不意は突けたけど、相手だって強化魔術くらいは使ってるだろうし、備えはあるだろうからね。
でも、それで良いんだ。
僕に君達の手は届かない。だって――
「お頭! 坊主が崖から落ちました!」
右脚に力は入らないけど、爆風を利用して飛び上がれば、崖から落ちるくらいはできる。
暗い漆黒の山。恐ろしいスピードで小さくなっていく崖上の爆発。
男達の声も、空気の流れの音で殆ど聞こえなくなっている。
全身で感じる恐怖と浮遊感が、今まさに落下しているという事実を必要以上に突きつけてくる。
一瞬が引き延ばされるのは、恐怖が生み出す副産物か。
気を抜けば意識が飛びそうになるが、下唇を噛みしめることで、僕は堪えた。
堪えたところで、落下している事実は変わらない。
次の瞬間には、川面に頭から突っ込む事になるだろう。
だけど、これで良い。
「頼んだよ――」
僕の体は崖下の川へと落ちる。
激しい衝撃と共に大量の水飛沫が上がった事だろう。
ただ、もうその時には、僕は意識を手放していた。死んでしまったとしてもおかしくない程の衝撃と痛みが、最後の記憶だった。

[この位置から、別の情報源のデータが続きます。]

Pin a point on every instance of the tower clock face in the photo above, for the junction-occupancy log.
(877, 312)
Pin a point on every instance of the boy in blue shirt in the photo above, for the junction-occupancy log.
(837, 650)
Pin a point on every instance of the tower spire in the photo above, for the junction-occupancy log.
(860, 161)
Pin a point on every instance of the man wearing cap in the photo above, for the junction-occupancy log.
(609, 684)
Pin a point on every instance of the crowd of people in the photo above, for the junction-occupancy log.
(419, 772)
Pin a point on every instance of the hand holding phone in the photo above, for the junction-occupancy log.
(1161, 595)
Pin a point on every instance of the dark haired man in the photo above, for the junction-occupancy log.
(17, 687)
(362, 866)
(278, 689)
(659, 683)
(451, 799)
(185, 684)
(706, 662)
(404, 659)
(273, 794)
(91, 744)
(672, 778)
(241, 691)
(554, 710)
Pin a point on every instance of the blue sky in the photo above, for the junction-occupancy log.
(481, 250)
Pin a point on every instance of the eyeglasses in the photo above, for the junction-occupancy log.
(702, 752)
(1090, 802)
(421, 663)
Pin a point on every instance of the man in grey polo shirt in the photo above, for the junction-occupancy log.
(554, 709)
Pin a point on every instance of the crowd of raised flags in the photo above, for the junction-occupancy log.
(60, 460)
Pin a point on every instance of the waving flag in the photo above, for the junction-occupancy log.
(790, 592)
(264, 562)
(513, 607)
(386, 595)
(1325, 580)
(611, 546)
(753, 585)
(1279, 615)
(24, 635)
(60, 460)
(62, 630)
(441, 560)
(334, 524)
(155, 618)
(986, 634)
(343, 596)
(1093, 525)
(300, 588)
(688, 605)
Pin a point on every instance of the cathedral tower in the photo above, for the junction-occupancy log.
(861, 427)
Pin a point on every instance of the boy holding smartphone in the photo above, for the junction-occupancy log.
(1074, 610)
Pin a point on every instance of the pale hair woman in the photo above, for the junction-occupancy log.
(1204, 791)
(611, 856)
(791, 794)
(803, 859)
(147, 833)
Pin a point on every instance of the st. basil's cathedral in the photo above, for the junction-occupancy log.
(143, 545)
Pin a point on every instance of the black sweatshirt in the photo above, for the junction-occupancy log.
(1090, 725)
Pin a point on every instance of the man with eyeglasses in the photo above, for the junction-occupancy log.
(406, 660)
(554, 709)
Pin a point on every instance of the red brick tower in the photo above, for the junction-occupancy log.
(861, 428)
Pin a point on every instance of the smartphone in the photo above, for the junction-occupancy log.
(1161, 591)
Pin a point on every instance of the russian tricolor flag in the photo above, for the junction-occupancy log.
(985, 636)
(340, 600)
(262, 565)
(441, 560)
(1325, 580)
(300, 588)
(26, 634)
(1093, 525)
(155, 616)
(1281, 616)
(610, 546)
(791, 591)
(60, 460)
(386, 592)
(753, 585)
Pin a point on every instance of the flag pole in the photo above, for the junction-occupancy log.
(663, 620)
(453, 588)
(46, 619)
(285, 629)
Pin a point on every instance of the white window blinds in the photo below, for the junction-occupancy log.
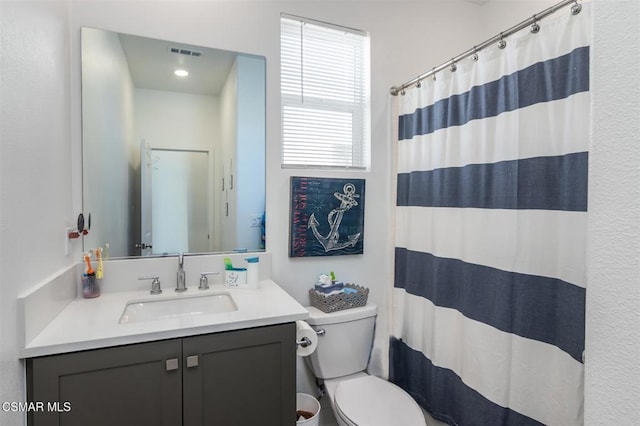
(325, 94)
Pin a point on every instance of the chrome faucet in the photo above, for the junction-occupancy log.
(180, 281)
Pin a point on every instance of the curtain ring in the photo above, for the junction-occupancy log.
(502, 43)
(535, 28)
(576, 8)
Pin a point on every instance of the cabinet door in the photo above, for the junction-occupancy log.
(125, 385)
(241, 377)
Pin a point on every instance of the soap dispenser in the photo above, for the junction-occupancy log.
(253, 271)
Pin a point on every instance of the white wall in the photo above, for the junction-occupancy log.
(36, 167)
(407, 38)
(612, 380)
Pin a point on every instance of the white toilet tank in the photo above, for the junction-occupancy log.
(345, 345)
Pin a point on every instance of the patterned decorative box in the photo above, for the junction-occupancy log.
(337, 302)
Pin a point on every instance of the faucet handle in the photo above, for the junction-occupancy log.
(155, 284)
(204, 282)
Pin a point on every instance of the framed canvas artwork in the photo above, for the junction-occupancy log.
(327, 216)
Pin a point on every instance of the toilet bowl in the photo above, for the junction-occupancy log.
(357, 399)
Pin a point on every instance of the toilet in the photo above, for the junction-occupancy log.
(345, 339)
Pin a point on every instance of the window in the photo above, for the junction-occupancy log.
(325, 94)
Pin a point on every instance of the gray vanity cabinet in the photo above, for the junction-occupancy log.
(124, 385)
(231, 378)
(241, 378)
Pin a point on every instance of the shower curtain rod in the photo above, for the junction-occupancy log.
(499, 38)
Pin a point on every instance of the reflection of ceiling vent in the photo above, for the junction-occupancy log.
(183, 51)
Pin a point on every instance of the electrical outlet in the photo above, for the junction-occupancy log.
(256, 220)
(67, 241)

「――はいはーい。もう朝ですよー。寝坊助さんですねー。そろそろ起きてくれないと、泣いちゃうよ?」
明るくも、どこか悲しそうな声がした。
■Tips■
賊[名詞]
隙あらば主人公や行商人を襲う者達の総称。
生活に困窮して仕方なく身を堕とす者も居れば、国家直属の精鋭部隊が偽装した者も居るため、実力はピンキリ。
今回登場して、主人公を崖まで追い詰めた者達は、中程度の実力を持っていた模様。
賊が、下に川が流れている崖に何某かを追い落とした時は、高確率で生き延びるというセオリーが、良く韓流ドラマで見受けられる。
本物語は韓流ドラマではないが、同様のセオリーが働いたようだ。